Nanoflowers with a difference


Rebecca Pool

Wednesday, April 19, 2017 - 21:00
Image: SEM images of DNA-nanoflowers
Korea-based KAIST researchers have revealed an eco-friendly method to synthesise DNA-copper nanoflowers with high load efficiencies, low cytotoxicity, and strong resistance against nucleases.
Developed by Professor Hyun Gyu Park from the Department of Chemical and Biomolecular Engineering and colleagues, the method forms flower-shaped nanostructures by using interactions between copper ions and DNA containing amide and amine groups.
SEM images highlight nanoflowers that exhibit high DNA loading capacities in addition to low cytotoxicity.
Nanoflowers have been used in many areas including catalysis, electronics, and analytical chemistry, and recently, research breakthroughs have led to hybrid inorganic-organic nanoflowers containing various enzymes as organic components.
The hybridization with inorganic materials greatly enhances enzymatic activity, stability, and durability compared to the corresponding free enzymes, but the formation of protein nanocrystals requires high heat treatment, limiting the loading capacities of intact DNA.

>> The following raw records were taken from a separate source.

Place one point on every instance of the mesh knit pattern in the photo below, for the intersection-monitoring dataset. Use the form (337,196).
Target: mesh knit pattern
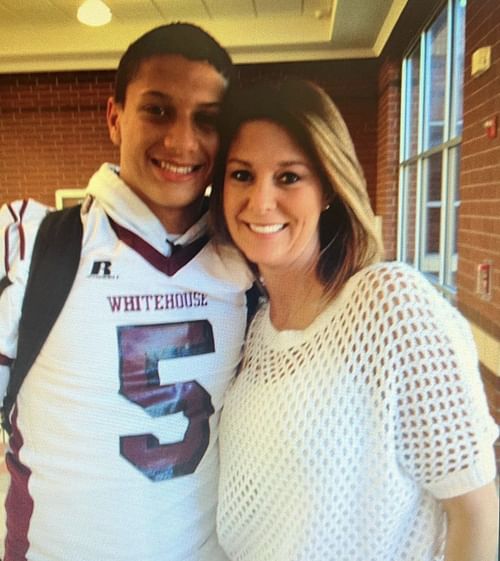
(337,441)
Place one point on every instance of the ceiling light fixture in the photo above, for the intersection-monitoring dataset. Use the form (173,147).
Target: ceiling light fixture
(94,13)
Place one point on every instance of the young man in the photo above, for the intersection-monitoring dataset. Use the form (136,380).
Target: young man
(113,455)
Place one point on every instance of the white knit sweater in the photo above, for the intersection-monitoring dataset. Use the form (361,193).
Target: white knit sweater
(337,441)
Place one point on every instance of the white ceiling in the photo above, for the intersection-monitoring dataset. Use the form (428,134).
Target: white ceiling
(44,35)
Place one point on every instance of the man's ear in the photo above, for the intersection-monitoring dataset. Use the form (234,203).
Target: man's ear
(113,112)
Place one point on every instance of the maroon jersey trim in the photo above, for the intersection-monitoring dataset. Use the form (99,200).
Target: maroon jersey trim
(19,503)
(168,265)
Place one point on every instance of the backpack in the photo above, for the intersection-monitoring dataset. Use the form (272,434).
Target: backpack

SEM images show the effect of the DNA sequence and length of the formation of DNA-nanoflowers. (A) dNTPs (100 mM), (B) adenine-richssDNA (0.25 mM), (C) thymine-rich ssDNA (0.25 mM), (D) guanine-rich ssDNA(0.25 mM), (E) cytosine-rich ssDNA (0.25 mM), (F) A-T dsDNA (51 bp; 0.25 mM),(G) G-C dsDNA (51 bp; 0.25 mM), (H) PCR amplicon (200 bp; 600 nM),(I) plasmid DNA (5420 bp; 20 nM), and (J) genomic DNA (4857 kbp; 10 pM). Credit: KAIST
KAIST researchers addressed the issue, focusing on the fact that nucleic acids with well-defined structures and selective recognition properties also contain amide and amine groups in their nucleobases.
They proved that flower-like structures could be formed by using nucleic acids as a synthetic template, which paved the way to synthesize the hybrid nanoflowers containing DNA as an organic component in an eco-friendly condition.
The researchers also confirmed that this synthetic method can be universally applied to any DNA sequences containing amide and amine groups.
(A) Schematic illustration of the formation of nuclease-resistant DNA-inorganic nanoflowers.(B) SEM images showing time-dependent growth of DNA-nanoflower. Credit: KAIST
They reckon their approach is unique considering that the majority of previous works focused on the utilization of DNA as a linker to assemble the nanomaterials.
The hybrid nanoflowers enabled the sensitive detection of various molecules including phenol, hydrogen peroxide, and glucose.
DNA-copper nanoflowers showed even higher peroxidase activity than those of protein-copper nanoflowers, which may be due to the larger surface area of the flower- shaped structures, creating a greater chance for applying them in the field of sensing of detection of hydrogen peroxide.
The research team expects that their research will create diverse applications in many areas including biosensors and will be further applied into therapeutic applications.
As Park says: “The inorganic component in the hybrid nanoflowers not only exhibits low cytotoxicity, but also protects the encapsulated DNA from being cleaved by endonuclease enzymes. Using this feature, the nanostructure will be applied into developing gene therapeutic carriers.”
Research is published in Journal of Materials Chemistry B.